La chronique de Bella Lehmann-Berdugo
Un autre monde
Stéphane Brizé. Fiction. France. 16 février. diaphana@diaphana.fr.
Philippe, cadre chez Elsonn, multinationale industrielle, se trouve à un point de bascule de sa vie professionnelle et personnelle. Son travail a usé l’amour de sa femme, leur enfant révèle des problèmes psychiques. Philippe est pris en étau par sa hiérarchie et les salariés ; il faut licencier. Multipliant les angles à chaque scène, la caméra sécrète la sensation d’étouffement, de stress, avec rigueur et réalisme, très loin du pathos. Les dialogues font dans la dentelle. Un ban pour la responsable Europe et le big boss américain, pour tous les protagonistes et pour la tension dramatique. Au-delà du monde de l’entreprise, une interrogation illustrée magistralement sur tout un système. Contre toute attente, Philippe saura faire des choix.
La vraie famille
Fabien Gorgeart. Fiction. France. 16 février. www.lepacte.com
Une famille de la classe moyenne, aimante, chaleureuse, composée de trois petits garçons, dont Simon, placé en accueil depuis ses 18 mois par l’Aide sociale à l’enfance. Il a 6 ans et Eddy, le père biologique (veuf et relevant de dépression) veut retrouver la garde de l’enfant. Anna, la mère d’accueil a fait son “travail” éducatif en respectant les desiderata du père et de l’institution. Mais elle déborde aussi d’amour pour Simon : “Aimez cet enfant mais ne l’aimez pas trop” auraient pu dire la juge et l’assistante sociale, qui se montrent à la fois humaines et fermes, sans caricature. Tous les protagonistes –enfants et adultes- sont vus avec justesse et intensité, les situations avec doigté. La musique est parfois trop présente. La mère d’accueil semble peu aidée psychologiquement, malgré les dires de l’assistante sociale. La place de l’enfant, son conflit de loyauté envers l’une (Anne) et l’autre (Eddy) sont vus en finesse. On aimerait sentir plus en détail le point de vue d’Eddy le père biologique, qui reste un peu en retrait. Ce n’est pas ici le propos. Une suite : « Eddy et Simon » ou La nouvelle famille » ?
Un peuple
Emmanuel Gras. Documentaire. France. 23 février gregoire@kmbofilms.com
À Chartres, en octobre 2018 puis au fil des mois, la vie d’un groupe de personnes portant gilet jaune, réunies à un rond-point, par tous les temps. Des femmes, des hommes, en précarité pour la plupart, enthousiastes ou découragés, unis ou divisés, mus simplement par le désir de vivre mieux. Les confrontations aux badauds, aux commerçants, leurs désarrois face aux violences parisiennes, leurs espoirs déçus valent d’être entendus.
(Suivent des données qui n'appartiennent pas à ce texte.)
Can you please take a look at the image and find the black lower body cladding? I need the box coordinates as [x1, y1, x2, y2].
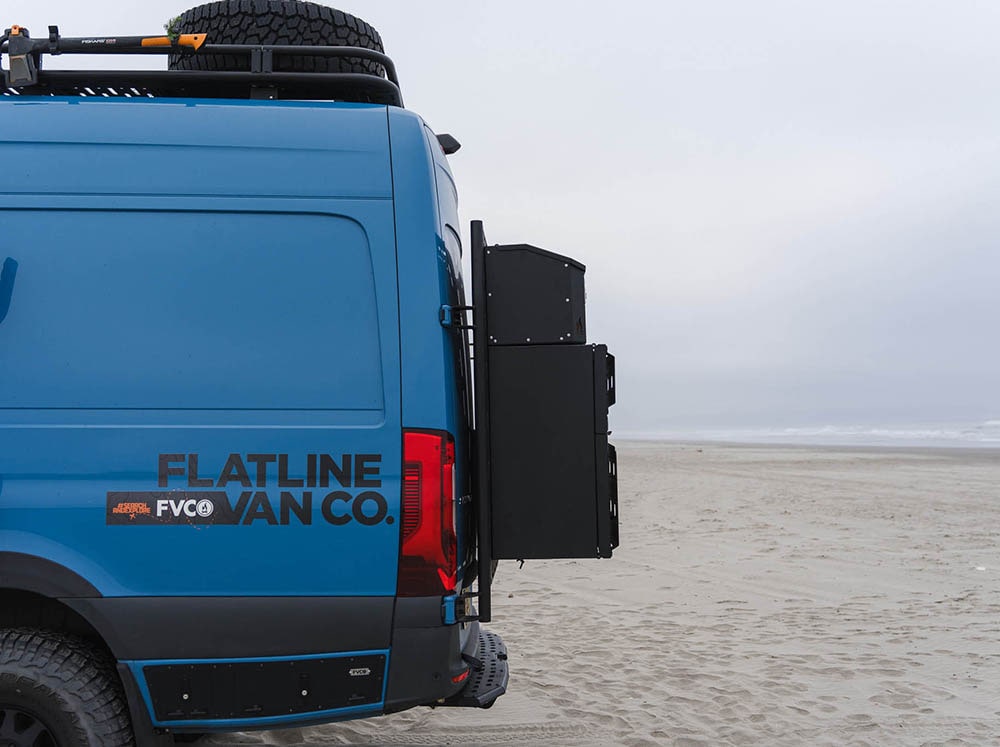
[170, 0, 384, 77]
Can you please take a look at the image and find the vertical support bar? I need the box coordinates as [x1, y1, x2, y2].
[470, 220, 493, 622]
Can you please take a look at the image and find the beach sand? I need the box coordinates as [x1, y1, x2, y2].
[203, 443, 1000, 746]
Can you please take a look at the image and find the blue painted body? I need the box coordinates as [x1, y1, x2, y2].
[0, 97, 469, 728]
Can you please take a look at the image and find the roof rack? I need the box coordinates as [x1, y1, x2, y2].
[0, 26, 403, 107]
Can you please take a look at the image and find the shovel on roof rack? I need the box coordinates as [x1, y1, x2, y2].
[0, 26, 403, 107]
[0, 25, 208, 88]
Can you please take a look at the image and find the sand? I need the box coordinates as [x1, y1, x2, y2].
[204, 444, 1000, 746]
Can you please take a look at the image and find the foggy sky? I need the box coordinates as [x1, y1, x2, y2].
[2, 0, 1000, 432]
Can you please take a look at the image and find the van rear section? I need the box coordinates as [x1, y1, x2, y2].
[0, 14, 618, 747]
[0, 100, 479, 730]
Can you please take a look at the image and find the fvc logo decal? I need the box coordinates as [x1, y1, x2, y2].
[107, 454, 394, 527]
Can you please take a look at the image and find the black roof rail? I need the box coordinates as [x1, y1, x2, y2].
[0, 26, 403, 107]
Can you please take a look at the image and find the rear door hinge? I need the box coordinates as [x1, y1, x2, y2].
[438, 304, 474, 329]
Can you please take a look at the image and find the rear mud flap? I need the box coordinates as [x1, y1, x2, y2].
[441, 628, 510, 708]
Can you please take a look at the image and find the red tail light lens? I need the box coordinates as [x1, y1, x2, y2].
[399, 430, 458, 597]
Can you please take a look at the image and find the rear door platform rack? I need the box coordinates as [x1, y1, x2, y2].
[0, 26, 403, 107]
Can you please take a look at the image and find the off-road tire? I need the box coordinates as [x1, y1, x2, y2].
[170, 0, 384, 77]
[0, 628, 135, 747]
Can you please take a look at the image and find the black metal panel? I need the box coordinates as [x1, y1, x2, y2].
[64, 597, 394, 660]
[143, 654, 386, 723]
[486, 244, 587, 345]
[489, 345, 612, 560]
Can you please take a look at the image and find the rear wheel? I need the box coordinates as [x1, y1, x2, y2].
[170, 0, 384, 77]
[0, 629, 135, 747]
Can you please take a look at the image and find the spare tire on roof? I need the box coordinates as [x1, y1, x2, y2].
[170, 0, 384, 77]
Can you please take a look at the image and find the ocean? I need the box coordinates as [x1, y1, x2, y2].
[614, 420, 1000, 448]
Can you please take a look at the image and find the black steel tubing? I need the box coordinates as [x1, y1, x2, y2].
[471, 220, 493, 622]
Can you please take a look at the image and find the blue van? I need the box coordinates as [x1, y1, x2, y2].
[0, 0, 618, 747]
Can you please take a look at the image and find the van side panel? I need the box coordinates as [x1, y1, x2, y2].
[0, 100, 401, 608]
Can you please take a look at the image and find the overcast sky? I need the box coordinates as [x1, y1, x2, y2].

Portraits en profondeur.
Les poings desserrés
Kira Kovalenko. Fiction. Russie. Prix Un Certain Regard (Cannes 2021). VOST (film tourné en ossète par des acteurs russes). 23 février. www.arpselection.com
Une ville minière d’Ossétie du Nord (République de Russie), enclavée dans les montagnes du Caucase. Ici les jeunes tuent le temps, arrêté depuis la fermeture des usines. Ada, jeune fille frémissante de vie et de fragilité, vit sous la coupe d’un père veuf, à l’amour possessif, avec son jeune frère. Le frère aîné passe de loin en loin, donne de l’espoir. Des décors et une interprétation extraordinaires au service d’une caméra supra sensible, qui capte le moindre regard, le moindre tressaillement. Une expérience sensorielle.
Nous
Alice Diop. Documentaire. France. 16 février. www.totem-films.com
L’auteure interroge sa propre vie à partir de personnes très diverses rencontrées dans les banlieues longeant le RER B. Outre ses parents émigrés, il y a un mécanicien malien d’Aubervilliers, des visages du camp d’internement de Drancy, des royalistes à Saint-Denis, des chasseurs à courre, un écrivain sociologue. Autant de territoires “pauvres”, de vies ignorées. Une invitation à entrer dans les plans longs pour regarder “ces gens de peu”, chacun dans son monde.
Les graines que l’on sème
Nathan Nicholovitch. Fiction documentaire. 23 février. contact@nourfilms.com
Chiara est morte durant sa garde à vue, après avoir taguée “Macron démission !” sur les murs de son collège. Simple bavure, car “sa vie ne valait rien” disent ses camarades. Ils se confient sur leurs peurs, leur malaise, leur invisibilité. Le récit tire son originalité de la lisière ténue entre fiction et réalité, les collégiens protagonistes étant des témoins- comédiens.